L’âge d’or des Gafam semble révolu
Pour les géants de la tech américaine, Google (Alphabet), Apple, Facebook (Meta), Amazonet Microsoft, assemblés dans le bloc des Gafam, qui a systématiquement battu les prévisions de résultats trimestriels, les temps ont changé. A l’exception d’Apple, ils viennent d’annoncer des résultats et des perspectives décevants tandis que la stratégie de Meta ne convainc pas. Leur chute en Bourse de 10% la semaine passée a effacé près de 400 milliards de dollars de capitalisation. Après une telle dégringolade, la performance depuis début 2021 de l’indice Gafam est passée sous celle de l’indice S&P 500. Depuis leur plus haut fin 2021, il a dévissé de 32%, comme le Nasdaq, mais plus que le S&P 500 (-20%)
«A l’exception d’Apple, les autres Gafam ont perdu leur statut de valeur refuge», constate Jacques-Aurélien Marcireau, co-responsable de la gestion actions chez Edram. Un statut justifiant une prime par rapport au marché. Jusqu’à présent la correction sur le segment des technologiques avait touché les valeurs intermédiaires, les Gafam ayant continué de défier les lois de l’apesanteur, souligne le gérant.
Des valeurs comme les autres
En relatif, et malgré la forte hausse des taux, défavorable aux valeurs de croissance car diminuant la valeur des bénéfices futurs, les géants américains de la tech avaient jusque-là mieux résisté que l’ensemble du marché. Ils bénéficiaient du sentiment partagé qu’ils étaient immunisés face à la conjoncture. Mais les accidents sur les résultats et les perspectives inquiétantes ont rebattu les cartes. «La capacité de ces entreprises à surnager, à traverser les cycles sans accident, est clairement remise en cause par le marché, poursuit Jacques Aurélien Marcireau. Les investisseurs pensent désormais que ce sont des valeurs comme les autres, qui sont aussi sensibles aux évolutions conjoncturelles et qui peuvent manquer leurs résultats trimestriels.»

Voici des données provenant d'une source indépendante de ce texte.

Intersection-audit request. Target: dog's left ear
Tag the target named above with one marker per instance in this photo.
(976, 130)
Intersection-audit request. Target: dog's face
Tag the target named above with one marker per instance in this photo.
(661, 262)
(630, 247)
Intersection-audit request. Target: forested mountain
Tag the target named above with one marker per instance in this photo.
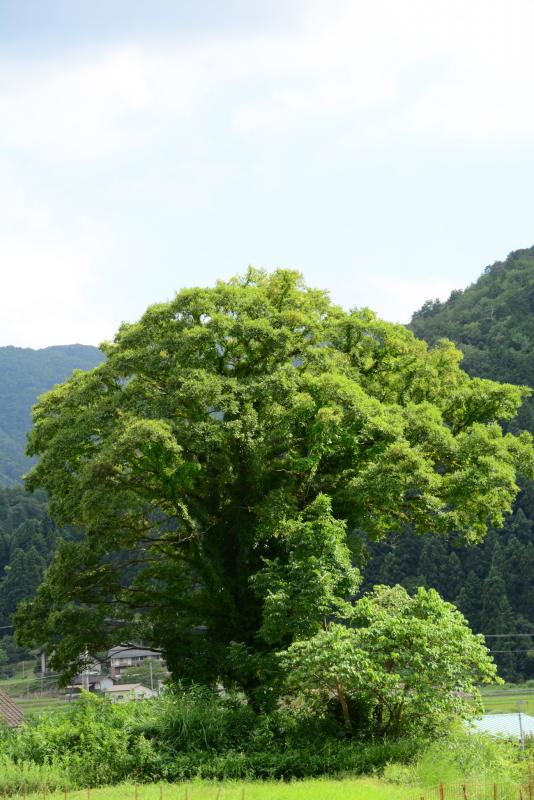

Il faut néanmoins distinguer entre Microsoft et Google, qui font face à une décélération conjoncturelle de l’activité, et Amazon mais surtout Facebook ou Netflix qui affrontent non seulement une conjoncture difficile mais font aussi face à des questions de gouvernance et de stratégie. Mais pour le gérant, il serait injustifié que les entreprises les plus solides, sans risque majeur, corrigent au point de se traiter avec une décote. Pour l’heure, Alphabet capitalise 17 fois les bénéfices estimés pour 2022, au même niveau que l’indice S&P 500, tandis que Microsoft se paie 23 fois et Apple 22 fois.